Выбрать главу

Но, оказавшись на берегу, они обнаружили башню заброшенной, ее двери были заперты на засов и висячий замок, а огромная лестница погребена под слоем песка. Несколько минут спустя они встретили жителей деревни, длому: угольно-черные фигуры, похожие на мистера Болуту, кожа гладкая, как у угрей, пальцы перепончатые до первого сустава, волосы металлического блеска и гипнотические глаза, в которых трудно было разглядеть зрачок. Всего десять или двенадцать семей: беженцы, изможденные и напуганные, прячущиеся от войны. Днем они осматривали залив в поисках опасности, ухаживали за своими скудными садами, ловили птиц и грызунов в чахлом лесу на мысе. По ночам они прятались в старых каменных домах, затыкая дыры от ветра.

Сержант Хаддисмал кричал:

— ...просишь нас в это поверить? Я в это не верю! Этого не может быть! Потому что это чудовищно и невозможно. Вы пытаетесь выставить нас дураками.

— Сержант, вы правы. Это чушь! — поддержал его Фиффенгурт, быстро и с неестественным возбуждением. — Но никто никого не выставляет. Ошибка — вот что это такое. Человечество уничтожено? Не сходится. Мы видели группу людей вчера, как только высадились.

— Но вы не видели их вблизи, — сказал Пазел. — А мы видели — Герцил, Таша, Болуту и я. Это правда, мистер Фиффенгурт. Они... животные.

— Тол-ченни, — сказал Ибьен.

— Нет, нет, — возразил Фиффенгурт. — Вчера в заливе прошла целая дьявольская армада — вы не могли этого забыть, мистер Герцил.

— Боюсь, никогда не забуду, — сказал Герцил.

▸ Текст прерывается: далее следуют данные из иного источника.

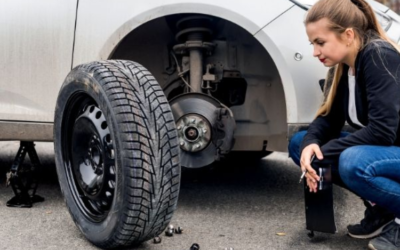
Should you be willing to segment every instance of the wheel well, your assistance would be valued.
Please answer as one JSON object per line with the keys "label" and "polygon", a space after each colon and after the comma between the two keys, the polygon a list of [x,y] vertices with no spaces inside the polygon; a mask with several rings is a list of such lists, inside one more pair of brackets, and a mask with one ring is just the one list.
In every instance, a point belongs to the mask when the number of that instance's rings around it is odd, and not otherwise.
{"label": "wheel well", "polygon": [[[192,14],[197,16],[204,16]],[[142,24],[129,33],[114,49],[110,59],[139,62],[156,77],[166,90],[179,79],[171,51],[176,40],[176,20],[188,14],[160,17]],[[247,83],[244,103],[232,106],[237,122],[237,150],[261,150],[268,141],[268,150],[286,150],[286,102],[281,77],[268,51],[259,41],[235,23],[215,16],[210,42],[217,46],[212,55],[204,57],[212,63],[239,72]],[[171,91],[171,90],[168,90]],[[167,93],[168,96],[169,93]],[[238,137],[244,142],[238,145]]]}

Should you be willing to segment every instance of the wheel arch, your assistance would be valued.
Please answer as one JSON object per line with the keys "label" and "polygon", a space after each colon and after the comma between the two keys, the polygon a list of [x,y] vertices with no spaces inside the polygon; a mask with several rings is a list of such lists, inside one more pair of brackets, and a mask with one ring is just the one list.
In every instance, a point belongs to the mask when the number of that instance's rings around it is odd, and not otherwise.
{"label": "wheel arch", "polygon": [[[293,7],[293,6],[292,6]],[[291,8],[291,7],[290,7]],[[179,11],[177,11],[179,10]],[[210,11],[212,10],[212,11]],[[291,77],[289,66],[287,65],[284,55],[279,50],[275,42],[270,39],[267,33],[263,32],[263,28],[255,23],[252,19],[242,15],[241,13],[232,11],[231,9],[222,8],[220,6],[211,6],[203,3],[186,3],[186,4],[171,4],[167,6],[158,6],[134,16],[127,20],[122,26],[116,29],[104,43],[100,51],[100,57],[104,59],[112,59],[114,52],[118,49],[120,43],[125,37],[134,32],[137,28],[157,18],[175,14],[204,14],[215,16],[221,19],[230,21],[240,26],[245,31],[253,35],[253,37],[264,47],[264,49],[272,57],[284,89],[287,122],[297,120],[297,98],[295,95],[294,81]],[[138,20],[145,20],[139,21]]]}
{"label": "wheel arch", "polygon": [[[290,6],[291,8],[292,6]],[[283,9],[286,11],[286,8]],[[215,16],[221,19],[225,19],[232,23],[237,24],[244,30],[252,35],[257,34],[264,28],[265,24],[257,24],[257,21],[253,18],[248,18],[242,13],[236,12],[229,8],[223,8],[217,5],[211,5],[207,3],[176,3],[168,5],[159,5],[144,11],[138,15],[131,16],[125,23],[115,29],[108,37],[104,45],[100,50],[101,59],[109,59],[112,56],[113,51],[118,47],[118,44],[126,37],[129,33],[144,25],[145,23],[154,19],[174,15],[174,14],[204,14]],[[280,13],[279,13],[280,14]],[[277,14],[279,16],[279,14]],[[276,18],[276,15],[271,15],[268,21],[272,21]]]}
{"label": "wheel arch", "polygon": [[[292,6],[289,6],[289,9],[290,8],[292,8]],[[287,10],[287,8],[285,10]],[[276,44],[274,40],[271,39],[268,34],[263,31],[263,28],[265,28],[266,26],[259,25],[256,21],[247,16],[244,16],[242,13],[235,12],[232,9],[226,9],[220,6],[213,6],[203,3],[186,3],[158,6],[142,12],[138,15],[131,16],[122,25],[114,29],[114,31],[110,33],[110,35],[101,46],[101,50],[99,51],[98,55],[100,56],[100,59],[115,59],[113,58],[114,52],[118,50],[124,38],[135,32],[139,27],[142,27],[153,20],[165,16],[187,13],[214,16],[234,23],[242,28],[244,31],[251,34],[252,37],[264,48],[267,54],[269,54],[270,58],[273,61],[273,64],[277,68],[277,72],[279,73],[280,85],[283,88],[282,97],[280,98],[279,102],[275,102],[275,105],[283,105],[283,112],[285,112],[285,114],[283,114],[284,120],[281,119],[280,125],[274,125],[274,128],[268,129],[267,133],[274,137],[273,139],[269,139],[271,142],[269,145],[278,145],[276,147],[273,146],[272,148],[269,148],[269,150],[285,151],[286,144],[284,143],[285,140],[282,140],[282,138],[286,138],[287,124],[291,121],[296,121],[298,116],[294,80],[292,79],[292,74],[290,73],[289,66],[285,61],[283,52],[280,51],[279,45]],[[279,14],[277,14],[277,16],[279,16]],[[271,18],[271,22],[273,22],[275,18],[276,16]],[[284,127],[282,127],[282,125]],[[280,128],[277,129],[278,127]],[[247,148],[249,147],[248,143],[243,143],[243,145],[247,145],[246,148],[237,148],[236,150],[247,150]]]}
{"label": "wheel arch", "polygon": [[296,95],[295,82],[290,72],[290,66],[287,64],[285,56],[282,51],[279,50],[278,45],[266,32],[261,30],[255,34],[254,37],[268,51],[279,72],[285,95],[286,121],[287,123],[296,123],[298,121],[298,98]]}

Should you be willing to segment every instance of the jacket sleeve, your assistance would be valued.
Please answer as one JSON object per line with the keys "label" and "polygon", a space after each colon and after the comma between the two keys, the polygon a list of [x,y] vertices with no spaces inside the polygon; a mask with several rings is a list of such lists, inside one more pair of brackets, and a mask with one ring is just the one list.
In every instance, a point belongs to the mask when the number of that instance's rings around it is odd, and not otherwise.
{"label": "jacket sleeve", "polygon": [[356,132],[333,139],[321,147],[324,160],[332,164],[340,153],[356,145],[393,145],[400,110],[400,54],[395,50],[372,45],[360,58],[368,103],[368,124]]}

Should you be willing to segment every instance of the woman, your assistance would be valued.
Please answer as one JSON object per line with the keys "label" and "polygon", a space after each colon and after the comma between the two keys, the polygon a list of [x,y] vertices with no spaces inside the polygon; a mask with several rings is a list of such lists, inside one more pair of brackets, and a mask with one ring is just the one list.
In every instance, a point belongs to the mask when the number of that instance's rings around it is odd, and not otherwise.
{"label": "woman", "polygon": [[[380,234],[370,249],[400,250],[400,48],[364,0],[320,0],[305,25],[314,56],[335,73],[307,133],[290,141],[289,155],[307,171],[310,192],[319,181],[310,165],[315,155],[313,165],[331,165],[333,182],[365,200],[365,218],[348,226],[350,236]],[[341,133],[345,121],[354,133]]]}

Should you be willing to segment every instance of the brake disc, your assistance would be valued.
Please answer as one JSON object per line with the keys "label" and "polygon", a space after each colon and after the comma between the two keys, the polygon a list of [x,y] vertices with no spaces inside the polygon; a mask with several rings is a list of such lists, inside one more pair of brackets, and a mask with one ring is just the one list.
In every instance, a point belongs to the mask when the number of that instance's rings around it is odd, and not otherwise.
{"label": "brake disc", "polygon": [[175,97],[170,105],[178,130],[182,166],[209,165],[218,159],[220,147],[232,144],[235,120],[232,115],[228,116],[231,126],[226,126],[226,119],[221,119],[221,113],[226,112],[221,111],[227,108],[218,100],[205,94],[188,93]]}

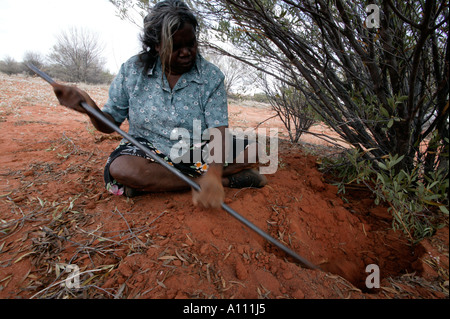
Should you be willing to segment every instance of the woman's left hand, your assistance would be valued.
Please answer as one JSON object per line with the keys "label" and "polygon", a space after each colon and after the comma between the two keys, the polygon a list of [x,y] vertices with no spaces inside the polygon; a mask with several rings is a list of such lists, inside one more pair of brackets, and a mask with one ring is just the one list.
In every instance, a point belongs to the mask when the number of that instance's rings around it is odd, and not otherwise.
{"label": "woman's left hand", "polygon": [[222,170],[211,168],[198,179],[201,190],[192,190],[194,205],[200,204],[205,208],[220,208],[225,198],[222,185]]}

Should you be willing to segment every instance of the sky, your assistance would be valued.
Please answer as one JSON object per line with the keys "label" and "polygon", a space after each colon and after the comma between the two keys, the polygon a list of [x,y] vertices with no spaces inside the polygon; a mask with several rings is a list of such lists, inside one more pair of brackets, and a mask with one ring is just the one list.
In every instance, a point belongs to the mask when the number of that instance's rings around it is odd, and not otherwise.
{"label": "sky", "polygon": [[112,73],[141,48],[139,27],[117,17],[108,0],[0,0],[0,60],[22,61],[27,51],[46,56],[70,27],[98,35]]}

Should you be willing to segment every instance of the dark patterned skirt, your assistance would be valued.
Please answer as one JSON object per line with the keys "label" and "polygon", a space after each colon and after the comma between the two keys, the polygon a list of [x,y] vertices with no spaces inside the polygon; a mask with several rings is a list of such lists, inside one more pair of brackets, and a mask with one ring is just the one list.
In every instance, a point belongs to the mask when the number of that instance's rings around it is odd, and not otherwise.
{"label": "dark patterned skirt", "polygon": [[[196,158],[198,157],[200,160],[192,163],[187,163],[184,161],[181,161],[179,163],[174,163],[169,156],[166,154],[163,154],[161,151],[159,151],[156,147],[153,146],[151,142],[144,138],[137,137],[135,138],[140,144],[148,148],[153,154],[156,154],[161,159],[163,159],[167,164],[170,166],[175,167],[178,169],[181,173],[183,173],[186,176],[190,177],[199,177],[202,174],[204,174],[206,171],[208,171],[208,164],[204,161],[205,156],[198,156],[199,154],[203,154],[203,152],[206,151],[205,146],[207,145],[206,142],[201,143],[198,146],[192,146],[190,148],[190,158]],[[248,146],[248,140],[244,140],[244,147]],[[236,158],[236,137],[233,136],[233,159]],[[145,152],[143,152],[140,148],[136,147],[132,143],[123,140],[119,146],[111,153],[108,160],[106,161],[105,170],[103,172],[103,178],[105,180],[106,189],[114,194],[114,195],[122,195],[123,194],[123,185],[118,183],[109,173],[109,167],[111,166],[111,163],[119,156],[122,155],[131,155],[131,156],[139,156],[145,159],[148,159],[151,162],[156,162],[152,157],[147,155]],[[197,155],[197,156],[195,156]],[[228,164],[225,163],[224,166],[227,166]]]}

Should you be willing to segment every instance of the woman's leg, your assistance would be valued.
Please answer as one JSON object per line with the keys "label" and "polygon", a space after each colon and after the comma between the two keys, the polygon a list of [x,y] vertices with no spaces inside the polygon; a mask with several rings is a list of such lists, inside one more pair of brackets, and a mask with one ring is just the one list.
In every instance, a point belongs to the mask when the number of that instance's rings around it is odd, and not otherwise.
{"label": "woman's leg", "polygon": [[122,155],[109,167],[109,173],[120,184],[146,192],[187,190],[190,186],[158,163]]}
{"label": "woman's leg", "polygon": [[223,186],[242,188],[263,187],[267,184],[267,178],[255,169],[258,167],[258,147],[259,145],[255,143],[252,148],[245,148],[224,168]]}
{"label": "woman's leg", "polygon": [[[258,165],[257,152],[252,151],[250,153],[249,149],[246,148],[241,154],[238,154],[233,163],[229,163],[224,168],[222,178],[223,186],[229,187],[230,178],[240,178],[240,173],[244,179],[248,179],[245,176],[248,176],[249,169]],[[256,170],[252,171],[251,178],[254,180],[253,184],[256,183],[256,185],[264,186],[267,182],[265,177],[260,175]],[[121,155],[117,157],[109,166],[109,174],[116,182],[145,192],[190,189],[190,186],[185,181],[160,164],[139,156]],[[195,178],[192,179],[195,180]],[[246,184],[245,181],[243,183]]]}

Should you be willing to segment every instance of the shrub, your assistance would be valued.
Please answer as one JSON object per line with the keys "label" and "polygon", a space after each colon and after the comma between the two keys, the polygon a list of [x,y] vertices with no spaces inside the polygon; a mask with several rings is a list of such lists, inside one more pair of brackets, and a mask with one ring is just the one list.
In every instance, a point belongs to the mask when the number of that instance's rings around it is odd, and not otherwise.
{"label": "shrub", "polygon": [[388,155],[377,162],[352,149],[334,160],[324,160],[322,170],[337,177],[339,193],[350,184],[364,184],[375,195],[375,204],[387,203],[392,227],[401,229],[412,243],[431,236],[448,223],[448,172],[425,175],[418,164],[411,172],[397,169],[404,156]]}

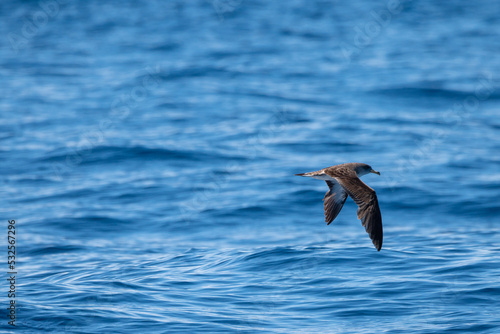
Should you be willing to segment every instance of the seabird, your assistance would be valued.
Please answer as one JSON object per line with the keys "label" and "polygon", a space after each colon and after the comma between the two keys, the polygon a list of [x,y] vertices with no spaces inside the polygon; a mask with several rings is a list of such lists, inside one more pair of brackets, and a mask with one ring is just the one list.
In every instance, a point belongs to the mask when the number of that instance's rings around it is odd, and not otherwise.
{"label": "seabird", "polygon": [[367,186],[359,177],[379,172],[367,164],[350,162],[323,168],[316,172],[295,174],[326,181],[330,188],[323,198],[325,207],[325,222],[327,225],[337,217],[344,206],[347,195],[358,205],[358,219],[361,220],[366,232],[370,235],[373,245],[380,251],[382,248],[382,215],[378,206],[375,190]]}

— Верно, — сказал Хаддисмал, поворачиваясь к Ибьену. — Мы закончили играть в эту маленькую игру. Или ты собираешься сказать нам, что экипажи этих кораблей были только из вашего вида — вплоть до самого последнего салаги? Что на борту не было людей?

Ибьен был в растерянности:

— В клетках, вы имеете в виду?

— Джентльмены! — сказал Фиффенгурт. — Это путаница, говорю вам. Шурум-бурум, кись-брысь, ты понимаешь, Ибьен, мой мальчик? Может быть, и нет. Или, может быть, я все еще не понимаю тебя. Не сочти за обиду, но ты не совсем правильно говоришь на арквали. Твои слова начинаются совсем не так. Пух это пух, а бух это бух, и это не одно и то же...

— Он вообще не говорит на арквали, — сказал Болуту. — Я говорил вам вчера, Фиффенгурт: ваш язык — диалект нашего, общеимперского. Вы, северяне, — дети эмигрантов из Бали Адро, нравится вам это или нет.

— Ну что ж! — сказал квартирмейстер, набрасываясь. — Если люди из вашей империи Бали-как-ее-там пересекли Правящее Море и основали нашу, они не могли быть животными, так?

— Это было очень давно — за много веков до изменения.

— Нет, нет и еще раз нет! — закричал Фиффенгурт. — Шшш, послушайте! Я плавал больше, чем кто-либо из вас; я знаю, какими странными могут казаться дикари... ну, например, некоторые грубияны на островах Джитрил...

Таша запустила руки в свои золотистые волосы и тянула, тянула, пока не почувствовала, что корни вот-вот оторвутся от черепа, пока не поняла наверняка, что боль настоящая. Они не поверили даже в это. Как они смогут встретиться лицом к лицу с остальным? Как она собирается встретиться лицом к лицу с этим?

Первая часть, что стало с человеческими существами: она могла бы все еще отрицать это, если бы не увидела их вчера на маленькой площади в центре деревни. Но, о, какими она их видела. Отвисшии челюсти, облепленные мухами, вонючие. Половина женщин беременна. Мужчины с грубыми, спутанными бородами. Они вышли на зов старого длому, шаркая ногами, хныча, и тогда с Ташей что-то случилось. Что-то страшное и очень личное, как те кошмары, которые вспыхивают в тишине и длятся всего мгновение, пробуждая человека с желанием закричать. Но Таша ни за что на свете не смогла бы сказать, что это было. Она не упала в обморок. Несколько минут просто ушли.

Когда память вернулась, никто не стоял там, где был. Герцил блокировал ворота, ведущие на площадь, запрещая вход остальной части группы. Мистер Болуту глядел, не отрываясь, на свои руки. Пазел был рядом с ней, прижимая к ее губам чашку с водой, первый большой глоток, который она выпила за две недели, и самый вкусный в ее жизни. Пазел сказал ей, что она перенесла приступ. Он говорил с нежностью, но его глаза выдавали другое чувство: на мгновение, прежде чем он сдержался, в них вспыхнуло обвинение.